Nesse contexto, o coletivo de feministas que acompanham abortos está acompanhando, conhecendo e aprendendo com as mulheres que abortam conosco. Aprendemos que existem mil razões, que os protocolos médicos são superados pela realidade das mulheres, que cada aborto é único, que cada mulher é um mundo. Acumulamos experiências significativas, resolvemos situações que pareciam impossíveis, enfrentamos nossos preconceitos de frente, aprendemos a dialogar com mulheres de outros países, cada uma enfrentando seu contexto local, mas com muitas coincidências no fazer, no pensar e no imaginar.
É assim que estamos nos reunindo hoje, 28 de setembro, no Chile, um ano após a promulgação de uma lei de aborto por três causas que resolve menos de 3% dos abortos em seu território, com um governo de direita que está restringindo cada vez mais o acesso aos serviços públicos e com ginecologistas objetores de consciência nas regiões onde vivem as mulheres mais pobres do país. As pessoas estão se unindo enquanto as companheiras da Nicarágua resistem a um governo terrorista que já matou mais de 400 pessoas. As pessoas estão se unindo inspiradas pelo mar verde que começou na Argentina e que sabemos que não vai parar, porque vivemos nas ruas daquele país, que nos fez sentir que é possível exigir uma lei que nos devolva o mínimo de dignidade que todas nós merecemos e que as vozes das mulheres que abortam sejam protegidas da misoginia.
As pessoas estão se sentindo ligadas e cúmplices há muito tempo.
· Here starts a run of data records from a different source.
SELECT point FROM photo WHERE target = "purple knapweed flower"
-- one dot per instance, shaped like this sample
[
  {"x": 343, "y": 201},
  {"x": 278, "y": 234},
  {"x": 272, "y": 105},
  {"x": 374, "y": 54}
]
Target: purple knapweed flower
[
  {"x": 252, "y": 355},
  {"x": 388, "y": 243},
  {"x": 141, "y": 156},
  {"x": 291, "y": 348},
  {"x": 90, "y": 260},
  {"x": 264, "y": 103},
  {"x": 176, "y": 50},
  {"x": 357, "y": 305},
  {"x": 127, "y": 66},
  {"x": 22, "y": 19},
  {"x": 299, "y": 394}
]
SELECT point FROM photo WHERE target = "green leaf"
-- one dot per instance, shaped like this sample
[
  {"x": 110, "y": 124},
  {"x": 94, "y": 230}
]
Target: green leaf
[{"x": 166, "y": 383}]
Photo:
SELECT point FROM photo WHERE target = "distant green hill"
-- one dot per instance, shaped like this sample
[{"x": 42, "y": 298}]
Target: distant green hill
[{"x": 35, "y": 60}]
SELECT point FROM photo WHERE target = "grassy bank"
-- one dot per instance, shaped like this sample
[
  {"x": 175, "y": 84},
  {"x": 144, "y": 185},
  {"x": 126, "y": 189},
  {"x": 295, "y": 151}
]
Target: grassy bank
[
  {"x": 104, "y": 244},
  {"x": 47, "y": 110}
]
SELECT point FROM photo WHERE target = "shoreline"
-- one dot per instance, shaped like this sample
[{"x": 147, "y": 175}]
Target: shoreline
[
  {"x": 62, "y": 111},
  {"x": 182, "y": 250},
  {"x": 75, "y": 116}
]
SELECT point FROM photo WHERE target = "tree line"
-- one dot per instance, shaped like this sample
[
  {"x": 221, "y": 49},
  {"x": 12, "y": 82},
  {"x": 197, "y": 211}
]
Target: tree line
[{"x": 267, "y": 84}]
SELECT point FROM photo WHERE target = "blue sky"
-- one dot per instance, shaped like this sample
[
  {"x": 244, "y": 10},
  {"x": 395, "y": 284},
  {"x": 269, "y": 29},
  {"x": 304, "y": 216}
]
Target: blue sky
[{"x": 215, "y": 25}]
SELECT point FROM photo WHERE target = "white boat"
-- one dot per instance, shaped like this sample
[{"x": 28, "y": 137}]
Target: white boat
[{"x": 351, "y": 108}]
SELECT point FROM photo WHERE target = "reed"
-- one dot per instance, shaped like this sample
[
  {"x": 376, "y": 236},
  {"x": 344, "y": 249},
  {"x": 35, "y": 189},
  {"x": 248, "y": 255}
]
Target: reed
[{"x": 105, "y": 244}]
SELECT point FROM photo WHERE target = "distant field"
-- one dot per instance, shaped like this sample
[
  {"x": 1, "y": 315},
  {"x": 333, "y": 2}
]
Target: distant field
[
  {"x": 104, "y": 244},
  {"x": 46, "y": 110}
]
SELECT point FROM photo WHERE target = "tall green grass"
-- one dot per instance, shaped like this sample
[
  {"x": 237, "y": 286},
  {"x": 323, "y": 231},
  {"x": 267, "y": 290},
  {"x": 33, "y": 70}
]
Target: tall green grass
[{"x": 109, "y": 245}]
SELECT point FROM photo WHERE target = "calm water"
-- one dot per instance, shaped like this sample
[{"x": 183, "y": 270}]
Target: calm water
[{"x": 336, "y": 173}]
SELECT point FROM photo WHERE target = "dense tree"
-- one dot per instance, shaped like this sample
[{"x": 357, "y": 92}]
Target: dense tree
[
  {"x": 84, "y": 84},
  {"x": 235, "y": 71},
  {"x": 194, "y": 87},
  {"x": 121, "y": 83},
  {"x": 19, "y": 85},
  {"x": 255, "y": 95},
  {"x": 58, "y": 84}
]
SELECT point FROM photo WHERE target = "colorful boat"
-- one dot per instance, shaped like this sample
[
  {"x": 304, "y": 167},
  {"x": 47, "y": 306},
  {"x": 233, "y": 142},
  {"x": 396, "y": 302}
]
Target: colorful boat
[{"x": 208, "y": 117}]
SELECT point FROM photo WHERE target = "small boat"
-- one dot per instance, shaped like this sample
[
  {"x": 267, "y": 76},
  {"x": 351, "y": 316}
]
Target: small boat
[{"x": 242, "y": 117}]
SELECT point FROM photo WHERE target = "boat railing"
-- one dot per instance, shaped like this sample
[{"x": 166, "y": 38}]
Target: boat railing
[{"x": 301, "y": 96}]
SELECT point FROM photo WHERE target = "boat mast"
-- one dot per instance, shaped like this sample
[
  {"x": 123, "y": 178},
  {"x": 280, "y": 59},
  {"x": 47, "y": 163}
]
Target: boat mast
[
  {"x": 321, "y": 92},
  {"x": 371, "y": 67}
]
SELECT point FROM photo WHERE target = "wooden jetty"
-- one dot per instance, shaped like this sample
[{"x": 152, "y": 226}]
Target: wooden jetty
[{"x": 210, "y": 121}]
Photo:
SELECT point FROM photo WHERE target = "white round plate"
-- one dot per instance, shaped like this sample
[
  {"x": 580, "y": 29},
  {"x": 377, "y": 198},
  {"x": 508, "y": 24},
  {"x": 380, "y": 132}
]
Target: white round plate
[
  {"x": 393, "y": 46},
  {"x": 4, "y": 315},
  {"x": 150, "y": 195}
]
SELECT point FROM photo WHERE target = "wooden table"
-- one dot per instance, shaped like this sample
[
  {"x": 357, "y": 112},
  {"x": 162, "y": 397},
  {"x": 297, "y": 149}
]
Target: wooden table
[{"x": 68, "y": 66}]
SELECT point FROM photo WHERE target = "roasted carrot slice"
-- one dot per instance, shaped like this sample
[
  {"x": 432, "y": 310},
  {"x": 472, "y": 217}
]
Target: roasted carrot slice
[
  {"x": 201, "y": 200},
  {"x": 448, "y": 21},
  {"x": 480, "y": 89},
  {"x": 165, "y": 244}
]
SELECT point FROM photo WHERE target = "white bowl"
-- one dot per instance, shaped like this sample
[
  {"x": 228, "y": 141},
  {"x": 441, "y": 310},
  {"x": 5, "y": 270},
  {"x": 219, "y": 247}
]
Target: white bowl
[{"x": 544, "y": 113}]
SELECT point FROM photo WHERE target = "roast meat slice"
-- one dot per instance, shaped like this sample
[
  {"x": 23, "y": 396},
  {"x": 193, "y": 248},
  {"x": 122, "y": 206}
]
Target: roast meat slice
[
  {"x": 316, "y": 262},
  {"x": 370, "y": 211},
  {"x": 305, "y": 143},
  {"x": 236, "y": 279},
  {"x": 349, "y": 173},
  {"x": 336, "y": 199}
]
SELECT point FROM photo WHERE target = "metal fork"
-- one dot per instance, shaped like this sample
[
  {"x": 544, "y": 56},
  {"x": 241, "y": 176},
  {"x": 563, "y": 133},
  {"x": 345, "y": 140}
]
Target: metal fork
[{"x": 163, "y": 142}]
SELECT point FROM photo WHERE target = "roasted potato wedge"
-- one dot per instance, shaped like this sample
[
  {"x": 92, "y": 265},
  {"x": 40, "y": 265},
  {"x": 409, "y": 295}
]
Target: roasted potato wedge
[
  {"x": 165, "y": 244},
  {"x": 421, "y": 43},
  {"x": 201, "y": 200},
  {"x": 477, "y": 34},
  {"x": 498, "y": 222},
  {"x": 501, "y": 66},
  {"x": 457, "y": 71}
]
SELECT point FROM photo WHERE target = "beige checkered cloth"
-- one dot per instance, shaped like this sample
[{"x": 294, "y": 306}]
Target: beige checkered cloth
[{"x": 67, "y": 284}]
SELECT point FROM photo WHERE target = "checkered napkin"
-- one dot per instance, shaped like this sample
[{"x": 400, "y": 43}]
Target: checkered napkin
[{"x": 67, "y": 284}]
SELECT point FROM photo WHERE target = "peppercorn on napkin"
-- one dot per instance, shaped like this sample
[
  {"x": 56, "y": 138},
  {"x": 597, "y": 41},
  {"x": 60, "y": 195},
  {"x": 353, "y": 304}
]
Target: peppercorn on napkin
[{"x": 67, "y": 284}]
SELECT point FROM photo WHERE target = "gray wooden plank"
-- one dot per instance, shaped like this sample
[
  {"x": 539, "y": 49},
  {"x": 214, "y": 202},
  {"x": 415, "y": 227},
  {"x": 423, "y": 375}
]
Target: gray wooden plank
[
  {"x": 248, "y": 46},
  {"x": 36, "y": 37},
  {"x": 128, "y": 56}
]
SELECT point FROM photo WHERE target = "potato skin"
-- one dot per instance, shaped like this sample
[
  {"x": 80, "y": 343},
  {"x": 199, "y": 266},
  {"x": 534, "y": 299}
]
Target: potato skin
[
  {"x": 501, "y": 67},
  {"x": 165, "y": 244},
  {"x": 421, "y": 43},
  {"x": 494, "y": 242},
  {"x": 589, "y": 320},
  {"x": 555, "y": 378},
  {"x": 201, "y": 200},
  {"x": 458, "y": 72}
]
Entendemos que é necessário e urgente que as pessoas se unam para moldar esse emaranhado de estratégias e conhecimentos. Somos ativistas que acompanham abortos no Chile, Argentina, Peru, Bolívia, Paraguai, Uruguai, Equador, Colômbia, Nicarágua, El Salvador, Guatemala e México. Também aspiramos a continuar nos conectando com coletivos de outros países.
Neste 28 de setembro, Dia de Luta pela Descriminalização do Aborto na América Latina e no Caribe, em Santiago, Chile, formamos a Rede Feminista Latino-Americana e Caribenha de Sobreviventes do Aborto. Essa é a nossa maneira de resistir e criar políticas de amor que devolvam o aborto ao lugar da vida cotidiana, como mais uma decisão dentro das múltiplas decisões reprodutivas das mulheres.
Vamos ganhar as estradas quantas vezes as pessoas quiserem.
Há muitos de nós, estamos em toda parte e não temos medo. Nós temos uns aos outros.
Na América Latina, no Caribe e em todo o mundo, aborto livre, legal, seguro, gratuito e feminista.
Rede Feminista Latino-americana e Caribenha de Acompanhantes de Aborto: Con Las Amigas y en La Casa, Socorristas en Red (Feministas que Abortamos), Serena Morena, Cuerpa Autónoma, Estamos Juntas, Mujeres en el Horno - Línea Aborto Información Segura, Las Comadres, Las Parceras, Red Regional de Acompañamiento Centroamérica, Fondo de Aborto para la Justicia Social MARIA, Las Libres.
Santiago do Chile, setembro de 2018.